Complex thinking often becomes a long-term liability, says Greg. The big brains that allowed us to multiply as a species and domesticate the natural world are the forces that wreak such havoc on ecosystems that we unknowingly created the conditions for our own extinction. Fossil fuels have created prosperity while hastening the end of the world. Human ingenuity has been used to discover penicillin and commit atrocities. I correctly predict that the chances of raining death on the world are very low. But humans are another matter. “Narwhals don’t build gas chambers,” he points out.

It is certainly worth thinking about how much trouble humans can cause when our ambitions expand beyond our immediate needs. In his very human desire to express himself positively, he is prone to exaggeration, demonizing human experience while downplaying animal experience. He may not be in danger of creating a chicken nation, but chickens literally have a pecking order. says. Dr. Becky eats last. Greg is amazed at how stable their social structure is. Yes, stable. But is it just?

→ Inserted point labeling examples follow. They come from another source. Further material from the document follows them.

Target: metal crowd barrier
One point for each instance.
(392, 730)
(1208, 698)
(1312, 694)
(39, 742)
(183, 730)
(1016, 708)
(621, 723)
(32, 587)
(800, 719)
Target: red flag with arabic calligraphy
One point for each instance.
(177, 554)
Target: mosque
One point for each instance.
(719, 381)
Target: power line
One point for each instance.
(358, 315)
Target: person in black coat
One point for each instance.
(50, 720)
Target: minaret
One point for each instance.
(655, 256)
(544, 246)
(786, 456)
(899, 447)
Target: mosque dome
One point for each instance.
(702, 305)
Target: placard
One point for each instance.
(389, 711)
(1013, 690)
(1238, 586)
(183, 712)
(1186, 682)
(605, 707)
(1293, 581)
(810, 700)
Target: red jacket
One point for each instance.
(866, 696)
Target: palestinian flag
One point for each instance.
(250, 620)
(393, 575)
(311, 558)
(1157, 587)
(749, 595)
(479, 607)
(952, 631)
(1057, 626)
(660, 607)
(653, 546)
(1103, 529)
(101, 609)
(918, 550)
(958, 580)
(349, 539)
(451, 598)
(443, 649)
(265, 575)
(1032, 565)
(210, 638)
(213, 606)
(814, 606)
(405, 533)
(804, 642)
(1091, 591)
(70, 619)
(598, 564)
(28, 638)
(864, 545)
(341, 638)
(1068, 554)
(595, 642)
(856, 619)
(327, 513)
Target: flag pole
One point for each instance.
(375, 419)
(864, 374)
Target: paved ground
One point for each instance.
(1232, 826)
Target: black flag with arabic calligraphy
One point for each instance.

Let humans ask questions about justice. As for justice, there is nothing to say about natural selection or what Greg calls “the great arbiter of usefulness.” Human beings can instigate change and revolution because they can imagine realities that do not exist. Not that Greg denies this truth, but he writes mostly with a more controversial taste than an exploratory one. He extols how ‘happier’ and ‘healthier’ we can be if we follow the lead of non-human animals, but does not mention how the disabled nature can be. Hmm. wild chance.

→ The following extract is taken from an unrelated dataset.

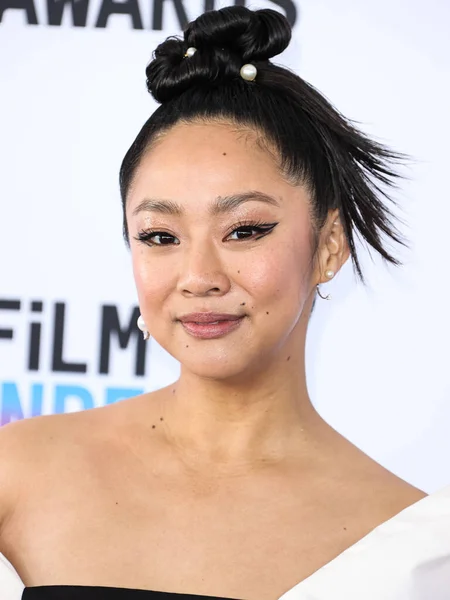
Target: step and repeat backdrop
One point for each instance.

Humans are also surprisingly cooperative. Primatologist Sarah Blaffer Hrdy says humans often spend hours together on crowded planes without (usually) resorting to violence. Greg cautions against impressing himself too much, because unlike human animals, chimpanzees have never been observed to kill “all” members of rival groups. but does not mass-murder. Humans cooperate, which sounds good, but too often they cooperate to destroy others.

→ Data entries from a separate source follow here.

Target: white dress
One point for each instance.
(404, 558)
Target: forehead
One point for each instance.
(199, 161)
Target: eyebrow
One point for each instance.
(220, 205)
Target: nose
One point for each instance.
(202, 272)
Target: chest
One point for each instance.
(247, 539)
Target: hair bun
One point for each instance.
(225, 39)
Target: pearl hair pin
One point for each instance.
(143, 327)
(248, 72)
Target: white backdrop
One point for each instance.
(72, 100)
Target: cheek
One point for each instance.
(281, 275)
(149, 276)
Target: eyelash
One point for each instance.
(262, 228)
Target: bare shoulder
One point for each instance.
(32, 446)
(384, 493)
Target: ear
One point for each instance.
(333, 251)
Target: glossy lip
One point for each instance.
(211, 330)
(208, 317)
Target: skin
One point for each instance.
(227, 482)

On the other hand, it can be of apparently “unnatural” length to show compassion for strangers or other races. Human existence is neither inherently good nor evil. Despite Greg’s comic twists — undeniably funny — the more subtle suggestion that permeates through his book is that our existence is more extreme than non-human animals. In addition to chickens, Greg keeps bees. Male bees, or drones, are equipped only to mate. Their tongues are too short to extract nectar, and they have no stingers to protect their nests. Bees push them out.

These helpless drones starve or freeze to death in what Greg calls “a tragic but perfectly natural situation.” He takes pity on them and leaves a chest of honey on his deck to give them rest before their impending doom. “I want to give them one last moment of happiness,” he writes.